We consider the general PDE form
\[
\begin{equation}
\frac{\partial M(x, t)}{\partial t} - R(x, t) = 0,
\end{equation}
\]
where \( M(x, t)\) is the temporal operator/residual in terms of the solution \( x \), and \( R(x, t)\) is the discrete spatial operator/residual. \( M(x)\) usually corresponds to the conserved quantity (e.g. mass), and \( R(x)\) contains the rest of the residual. We can then construct \( m \)-stage time discretization methods. Integrating from time \( t^n\) to \( t^{n+1}\) with time step size \( \Delta t^n\), we solve:
\[
\begin{aligned}
x^{(0)} &= u^n\\
\sum_{k=0}^i \left[ \alpha_{ik} M\left(x^{(k)}, t^n + d_k\Delta t^n\right)

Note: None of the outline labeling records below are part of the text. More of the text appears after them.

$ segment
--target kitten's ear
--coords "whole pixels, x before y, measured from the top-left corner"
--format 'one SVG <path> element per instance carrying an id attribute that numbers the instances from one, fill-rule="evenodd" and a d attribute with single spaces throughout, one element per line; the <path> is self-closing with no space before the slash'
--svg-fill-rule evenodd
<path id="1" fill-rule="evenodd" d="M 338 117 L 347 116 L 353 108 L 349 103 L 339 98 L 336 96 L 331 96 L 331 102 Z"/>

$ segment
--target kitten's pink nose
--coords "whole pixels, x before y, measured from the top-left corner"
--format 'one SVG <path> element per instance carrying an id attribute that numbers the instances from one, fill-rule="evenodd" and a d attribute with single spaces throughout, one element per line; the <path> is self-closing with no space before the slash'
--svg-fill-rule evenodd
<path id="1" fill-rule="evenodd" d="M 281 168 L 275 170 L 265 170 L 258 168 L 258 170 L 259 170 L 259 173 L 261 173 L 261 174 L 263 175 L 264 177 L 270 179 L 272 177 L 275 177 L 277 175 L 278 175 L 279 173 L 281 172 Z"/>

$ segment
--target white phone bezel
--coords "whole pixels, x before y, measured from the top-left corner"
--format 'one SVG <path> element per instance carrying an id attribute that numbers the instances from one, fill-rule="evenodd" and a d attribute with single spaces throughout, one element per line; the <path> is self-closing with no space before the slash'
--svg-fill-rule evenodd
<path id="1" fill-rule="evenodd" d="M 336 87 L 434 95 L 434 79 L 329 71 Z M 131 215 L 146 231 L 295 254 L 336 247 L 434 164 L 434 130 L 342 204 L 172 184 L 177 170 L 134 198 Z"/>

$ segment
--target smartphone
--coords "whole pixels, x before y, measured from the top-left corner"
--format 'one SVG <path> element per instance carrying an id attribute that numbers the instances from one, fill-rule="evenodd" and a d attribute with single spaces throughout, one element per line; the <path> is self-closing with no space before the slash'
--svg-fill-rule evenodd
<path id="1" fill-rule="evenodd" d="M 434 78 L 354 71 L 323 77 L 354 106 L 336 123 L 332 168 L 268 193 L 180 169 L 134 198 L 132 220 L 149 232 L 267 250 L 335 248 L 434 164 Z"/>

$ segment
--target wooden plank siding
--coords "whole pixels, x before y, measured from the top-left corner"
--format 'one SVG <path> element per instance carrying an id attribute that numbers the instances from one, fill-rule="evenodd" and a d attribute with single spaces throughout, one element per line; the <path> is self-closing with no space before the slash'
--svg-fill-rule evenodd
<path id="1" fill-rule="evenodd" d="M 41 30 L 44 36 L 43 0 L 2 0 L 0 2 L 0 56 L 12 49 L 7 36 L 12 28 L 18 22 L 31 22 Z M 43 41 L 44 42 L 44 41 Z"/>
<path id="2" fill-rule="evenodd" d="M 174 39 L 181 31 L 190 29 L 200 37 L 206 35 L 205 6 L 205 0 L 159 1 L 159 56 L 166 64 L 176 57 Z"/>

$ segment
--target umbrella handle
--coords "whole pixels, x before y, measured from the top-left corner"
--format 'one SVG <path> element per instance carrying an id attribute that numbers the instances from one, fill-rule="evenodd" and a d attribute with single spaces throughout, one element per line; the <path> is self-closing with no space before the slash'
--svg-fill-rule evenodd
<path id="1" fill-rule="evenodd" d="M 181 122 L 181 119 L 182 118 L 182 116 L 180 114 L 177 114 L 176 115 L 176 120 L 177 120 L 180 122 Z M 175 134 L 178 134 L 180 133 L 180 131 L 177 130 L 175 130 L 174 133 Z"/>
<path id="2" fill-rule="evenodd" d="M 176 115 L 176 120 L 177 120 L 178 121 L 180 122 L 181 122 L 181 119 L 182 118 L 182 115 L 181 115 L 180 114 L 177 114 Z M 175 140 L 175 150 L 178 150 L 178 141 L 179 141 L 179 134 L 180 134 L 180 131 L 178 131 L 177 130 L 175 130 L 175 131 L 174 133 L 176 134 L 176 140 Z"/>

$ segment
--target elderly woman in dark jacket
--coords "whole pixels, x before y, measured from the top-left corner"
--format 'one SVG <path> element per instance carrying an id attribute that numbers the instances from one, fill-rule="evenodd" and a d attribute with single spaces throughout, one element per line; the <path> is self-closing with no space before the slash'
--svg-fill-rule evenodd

+ \beta_{ik}\Delta t^n R \left(x^{(k)}, t^n+d_k\Delta t^n \right)\right]
&= 0 & \forall i \in \{1,\ldots,m\} \\
x^{n+1} &= x^{(m)}
\end{aligned}
\]
where \( x^{(k)} \) denotes the intermediate solution at stage \( k \). Dependent on the number of stages \( m \), and the coefficients \( \alpha, \beta, d\), schemes with different properties and order of accuracy can be constructed.
That the summation only goes up to \( i \) in stage \( i \) means that we restrict ourselves to diagonally-implicit Runge-Kutta schemes (DIRK) and explicit schemes.
Note that when computing the Jacobian of the residual with respect to \( x^{(k)} \) at stage \( k \), only the terms containing the solution of the current stage \( k \) contribute to the derivatives.